Transformative innovation in healthcare logistics requires change across its vast and long-fragmented network of manufacturers, technology suppliers, distributors, group purchasing organizations and care providers. Retail and similar fields adopted global standard product and business partner identifiers more than 35 years ago to great advantage. Studies relating to the retail industry's adoption of UPCs (universal product codes) show $8.1 billion or 2.76% of revenue in hard savings.
By contrast, healthcare, which is the nation's largest industry, still lacks uniform and unambiguous identifiers (except on pharmaceuticals). Allowing players to invent their own numbering leads to confusion, duplication and waste at every level. It also presents major hurdles to computerization and electronic data interchanges, which thrive on unique record keys that can be readily shared among business partners.
Through the efforts of hundreds of supply chain professionals (and academics such as the Center for Innovation in Healthcare Logistics), a solution is at hand. The GS1 standards organization, which manages UPCs in retail, has developed global standard identifiers for healthcare products (GTINs) and locations (GLNs), along with the registries needed to facilitate interchange and maintain single sources of truth. A recent CIHL survey reported that 76% of supply chain organizations are in the process of adopting GLNs. Computer-readable GTINs on products come next, with a target of December 2012 for widespread use.

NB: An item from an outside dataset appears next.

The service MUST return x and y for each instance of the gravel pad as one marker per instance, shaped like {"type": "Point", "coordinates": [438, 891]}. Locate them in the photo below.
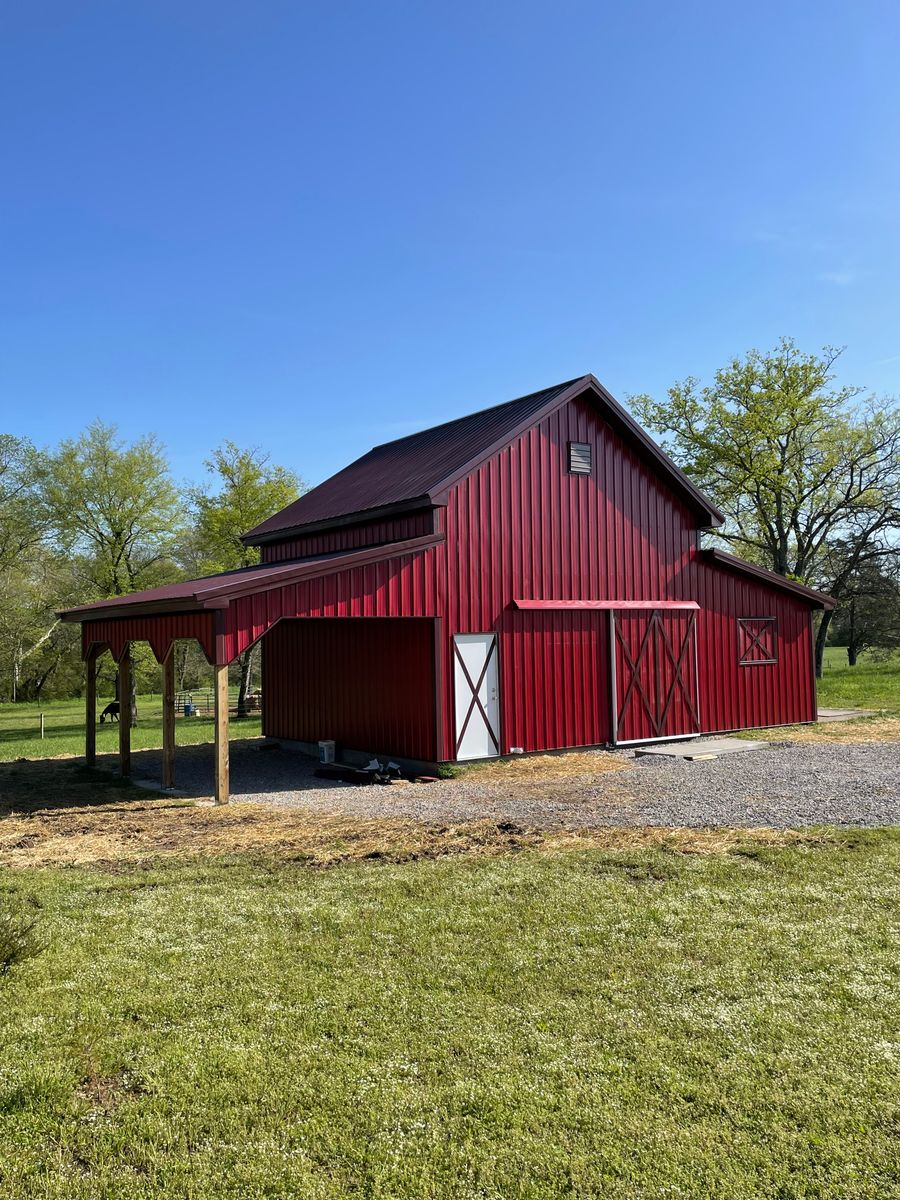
{"type": "Point", "coordinates": [783, 786]}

Adoption of standard identifiers may also open the door at last to widespread implementation of the automation and IT solutions that have energized other industries for decades. Automation and data synchronization efforts in the retail industry have resulted in efficient replenishment, new product introductions, category management and increased focus on customers.
Unfortunately, an American Hospital Association survey on hospital use of IT showed that only 16% of healthcare materials processes currently use bar codes, and 10% have fully or partially implemented radio frequency identification systems.
Opportunities abound for gains from healthcare automation. In the simplest cases, bar-coding of GS1-labeled merchandise can enrich routine replenishment decisions, avoid time lost to misplacement of goods, and keep track of outdated material. More sophisticated RFID approaches can track the inventory of valuable medical implants by sensors in storage areas, or record materials used in surgery by sensors on waste disposal containers.